There are other signs that the Brazilian Society is merging into an authoritarian period of its history, but the above mentioned are enough to characterize what we have called the already present state of exception, that underlines the pertinence of the Protocol presented on behalf of the ex-president Lula.

We do not want to pre-judge the demand, understanding that this is the competence of the High Commission.
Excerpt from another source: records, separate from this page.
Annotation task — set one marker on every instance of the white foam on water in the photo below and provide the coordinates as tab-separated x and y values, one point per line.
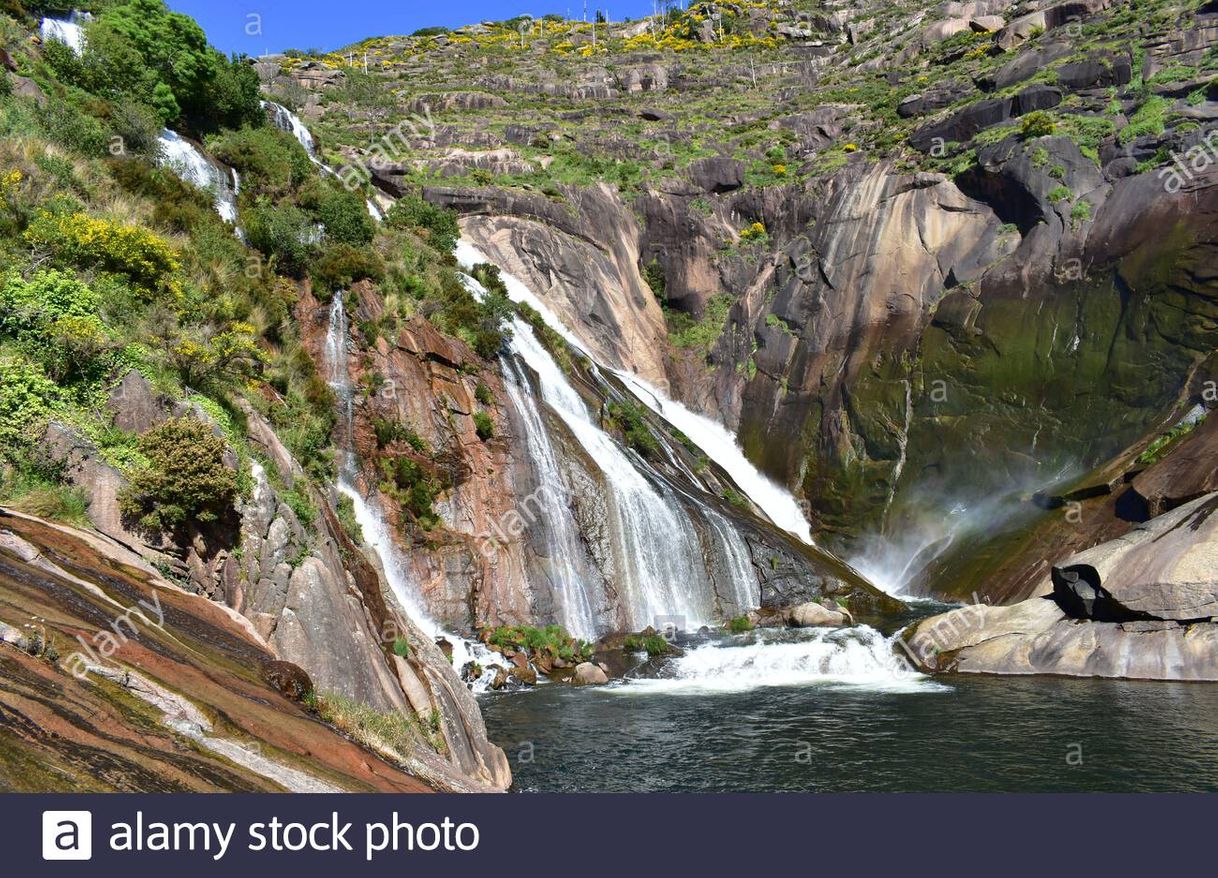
858	656
189	162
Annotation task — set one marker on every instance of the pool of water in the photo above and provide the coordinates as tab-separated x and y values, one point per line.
800	715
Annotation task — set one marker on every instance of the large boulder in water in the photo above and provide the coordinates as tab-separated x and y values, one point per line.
587	674
1140	607
814	615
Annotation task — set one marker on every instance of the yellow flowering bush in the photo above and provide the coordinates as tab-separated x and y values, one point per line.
84	240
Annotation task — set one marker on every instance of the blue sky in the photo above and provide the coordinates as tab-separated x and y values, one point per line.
233	27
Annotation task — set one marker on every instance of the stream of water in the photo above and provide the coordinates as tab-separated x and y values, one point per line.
806	719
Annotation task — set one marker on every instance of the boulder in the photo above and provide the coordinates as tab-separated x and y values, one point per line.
814	615
137	407
290	680
1138	607
586	674
716	174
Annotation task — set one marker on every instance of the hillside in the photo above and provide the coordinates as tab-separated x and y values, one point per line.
955	251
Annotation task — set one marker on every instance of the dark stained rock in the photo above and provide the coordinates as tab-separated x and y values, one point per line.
1096	72
290	680
1035	98
716	175
1024	66
1188	473
932	100
964	126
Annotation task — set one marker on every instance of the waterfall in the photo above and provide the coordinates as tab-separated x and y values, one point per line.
657	552
713	438
562	533
720	446
372	520
286	121
70	32
189	162
856	656
664	566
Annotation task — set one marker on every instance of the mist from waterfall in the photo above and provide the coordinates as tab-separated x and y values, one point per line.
931	524
711	437
286	121
70	32
189	162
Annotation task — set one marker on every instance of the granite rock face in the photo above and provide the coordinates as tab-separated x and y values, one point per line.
1160	579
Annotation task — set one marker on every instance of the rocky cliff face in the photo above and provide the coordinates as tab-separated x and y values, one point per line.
912	290
117	680
1145	613
484	553
306	590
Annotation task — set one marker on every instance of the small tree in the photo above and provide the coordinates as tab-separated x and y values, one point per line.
185	477
1037	124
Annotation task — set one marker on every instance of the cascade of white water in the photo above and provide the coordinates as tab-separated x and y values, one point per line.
711	437
659	563
70	32
286	121
188	162
746	590
856	656
564	548
720	446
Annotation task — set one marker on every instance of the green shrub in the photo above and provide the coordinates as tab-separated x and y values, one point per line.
653	644
283	233
739	625
27	398
271	162
437	223
629	418
1080	212
1037	124
551	639
70	127
78	239
1150	119
185	479
414	488
341	264
484	425
345	217
35	495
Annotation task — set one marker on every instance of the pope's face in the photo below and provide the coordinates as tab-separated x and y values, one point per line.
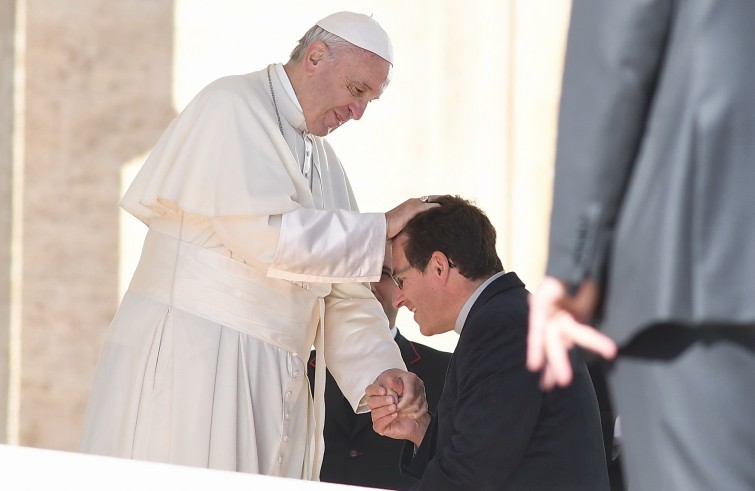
422	293
340	85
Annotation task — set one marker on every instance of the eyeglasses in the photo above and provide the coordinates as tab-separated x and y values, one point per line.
400	281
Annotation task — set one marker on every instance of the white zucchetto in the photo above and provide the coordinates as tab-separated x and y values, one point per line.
360	30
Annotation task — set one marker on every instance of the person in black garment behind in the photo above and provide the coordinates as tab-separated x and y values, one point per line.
354	453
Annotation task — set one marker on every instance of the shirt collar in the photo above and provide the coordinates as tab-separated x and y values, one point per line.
283	76
462	319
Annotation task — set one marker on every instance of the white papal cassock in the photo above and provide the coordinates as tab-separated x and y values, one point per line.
255	252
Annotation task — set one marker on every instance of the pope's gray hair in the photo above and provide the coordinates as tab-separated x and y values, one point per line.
317	33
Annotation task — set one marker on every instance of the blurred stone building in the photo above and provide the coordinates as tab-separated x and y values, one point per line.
87	87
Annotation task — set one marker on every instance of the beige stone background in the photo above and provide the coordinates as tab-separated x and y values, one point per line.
87	86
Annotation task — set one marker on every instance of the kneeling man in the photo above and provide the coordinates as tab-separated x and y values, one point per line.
494	428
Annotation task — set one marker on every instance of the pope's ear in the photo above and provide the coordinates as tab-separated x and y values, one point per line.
315	53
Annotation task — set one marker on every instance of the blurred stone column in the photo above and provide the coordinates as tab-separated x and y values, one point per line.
97	93
7	49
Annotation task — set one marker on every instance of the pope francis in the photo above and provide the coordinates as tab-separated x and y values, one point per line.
256	251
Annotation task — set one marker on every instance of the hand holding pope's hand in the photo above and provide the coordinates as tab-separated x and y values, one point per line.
398	404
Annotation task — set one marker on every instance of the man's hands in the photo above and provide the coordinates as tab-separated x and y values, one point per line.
399	406
557	324
397	218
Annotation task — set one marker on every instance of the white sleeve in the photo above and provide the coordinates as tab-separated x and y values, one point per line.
358	342
328	246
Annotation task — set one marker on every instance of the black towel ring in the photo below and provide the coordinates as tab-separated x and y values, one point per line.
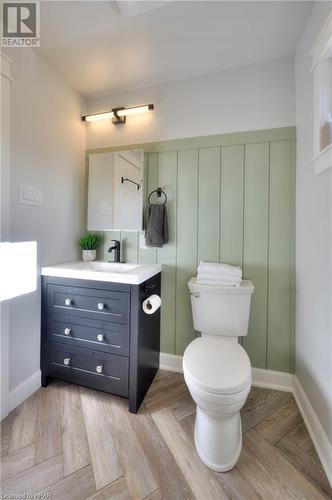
159	192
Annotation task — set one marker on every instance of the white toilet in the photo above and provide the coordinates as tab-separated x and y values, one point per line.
217	370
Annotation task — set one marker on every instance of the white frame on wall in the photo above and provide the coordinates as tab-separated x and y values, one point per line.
322	50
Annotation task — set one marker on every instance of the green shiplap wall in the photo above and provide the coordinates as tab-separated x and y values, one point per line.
230	199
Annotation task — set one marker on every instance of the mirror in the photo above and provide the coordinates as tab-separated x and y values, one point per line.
115	191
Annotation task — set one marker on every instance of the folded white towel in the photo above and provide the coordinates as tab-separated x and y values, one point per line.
216	268
218	277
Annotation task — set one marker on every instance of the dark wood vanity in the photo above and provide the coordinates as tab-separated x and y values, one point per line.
96	334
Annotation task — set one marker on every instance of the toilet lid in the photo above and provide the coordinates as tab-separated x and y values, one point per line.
217	365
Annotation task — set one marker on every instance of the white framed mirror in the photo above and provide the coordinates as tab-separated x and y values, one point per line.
115	191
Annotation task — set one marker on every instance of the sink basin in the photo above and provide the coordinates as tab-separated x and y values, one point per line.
108	267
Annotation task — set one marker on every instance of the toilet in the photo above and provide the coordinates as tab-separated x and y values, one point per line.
217	370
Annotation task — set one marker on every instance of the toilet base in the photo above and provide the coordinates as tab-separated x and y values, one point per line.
218	439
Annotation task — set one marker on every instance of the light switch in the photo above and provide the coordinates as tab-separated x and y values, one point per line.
30	195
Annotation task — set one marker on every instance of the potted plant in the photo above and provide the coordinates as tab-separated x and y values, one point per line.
89	243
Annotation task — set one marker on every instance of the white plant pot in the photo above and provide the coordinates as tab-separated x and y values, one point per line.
88	255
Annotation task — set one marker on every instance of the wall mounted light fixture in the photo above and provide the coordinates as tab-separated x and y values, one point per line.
118	115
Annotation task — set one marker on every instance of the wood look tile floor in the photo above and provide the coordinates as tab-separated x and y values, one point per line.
69	442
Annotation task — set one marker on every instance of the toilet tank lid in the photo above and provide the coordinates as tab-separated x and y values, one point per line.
246	287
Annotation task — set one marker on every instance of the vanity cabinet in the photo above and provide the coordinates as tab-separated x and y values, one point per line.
96	334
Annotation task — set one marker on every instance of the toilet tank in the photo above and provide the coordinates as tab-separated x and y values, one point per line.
221	310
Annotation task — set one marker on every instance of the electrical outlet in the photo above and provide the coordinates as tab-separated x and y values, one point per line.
30	195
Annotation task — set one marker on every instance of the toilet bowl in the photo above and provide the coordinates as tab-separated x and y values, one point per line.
218	375
217	370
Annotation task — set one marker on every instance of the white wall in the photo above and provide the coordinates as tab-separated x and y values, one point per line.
47	142
313	242
255	97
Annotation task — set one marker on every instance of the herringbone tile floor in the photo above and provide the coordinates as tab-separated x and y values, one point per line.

We want only to consider that the acceptance of the Protocol is already a valuable contribution to foster the democratic cause in Brazil and to help to protect the rights of someone that has been submitted to an unjust persecution in our country.

Sincerely yours,
Berlim-contra-o-golpe*.
*berlim-contra-o-golpe {berlin-against-the-putsch) {in Brazil} gathers regularly a group of Brazilian citizens who are living here; among its members there are also people from other countries. It fosters information about what is happening in Brazil and calls demonstrations against the impeachment of President Dilma Rousseff and the actual state of exception that prevails in the Brazilian Society.